Metadata-Version: 2.1
Name: taigapy
Version: 3.0.5
Summary: UNKNOWN
Home-page: UNKNOWN
Author: Remi Marenco
Author-email: rmarenco@broadinstitute.org
License: Creative Commons Attribution-Noncommercial-Share Alike license
Platform: UNKNOWN
Description-Content-Type: text/markdown
Requires-Dist: requests
Requires-Dist: pandas (>=1.0.0)
Requires-Dist: aiobotocore (==1.2.0)
Requires-Dist: colorful
Requires-Dist: progressbar2 (>=3.3.0)
Requires-Dist: pyarrow (>=2.0.0)

# taigapy
![Run tests](https://github.com/broadinstitute/taigapy/workflows/Run%20tests/badge.svg)

Python client for fetching datafiles from and creating/updating datasets in [Taiga](https://github.com/broadinstitute/taiga).
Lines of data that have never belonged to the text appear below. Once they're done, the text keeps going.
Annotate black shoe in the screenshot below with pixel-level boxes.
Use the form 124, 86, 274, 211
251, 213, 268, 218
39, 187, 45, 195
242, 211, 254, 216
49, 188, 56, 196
See [taigr](https://github.com/broadinstitute/taigr) for the R client.

## Table of Contents
- [taigapy](#taigapy)
  - [Table of Contents](#table-of-contents)
  - [Quickstart](#quickstart)
    - [Prerequisites](#prerequisites)
    - [Installing](#installing)
    - [Usage](#usage)
      - [Get datafile](#get-datafile)
      - [Download file](#download-file)
      - [Create dataset](#create-dataset)
      - [Update dataset](#update-dataset)
      - [Get dataset metadata](#get-dataset-metadata)
    - [Support](#support)
  - [Development](#development)
    - [Setup](#setup)
    - [Running Tests](#running-tests)
    - [Publishing Taigapy](#publishing-taigapy)


## Quickstart

### Prerequisites
First, you need to get your authorization token so the client library can make requests on your behalf. Go to https://cds.team/taiga/token/ and click on the "Copy" button to copy your token. Paste your token in a file at `~/.taiga/token`.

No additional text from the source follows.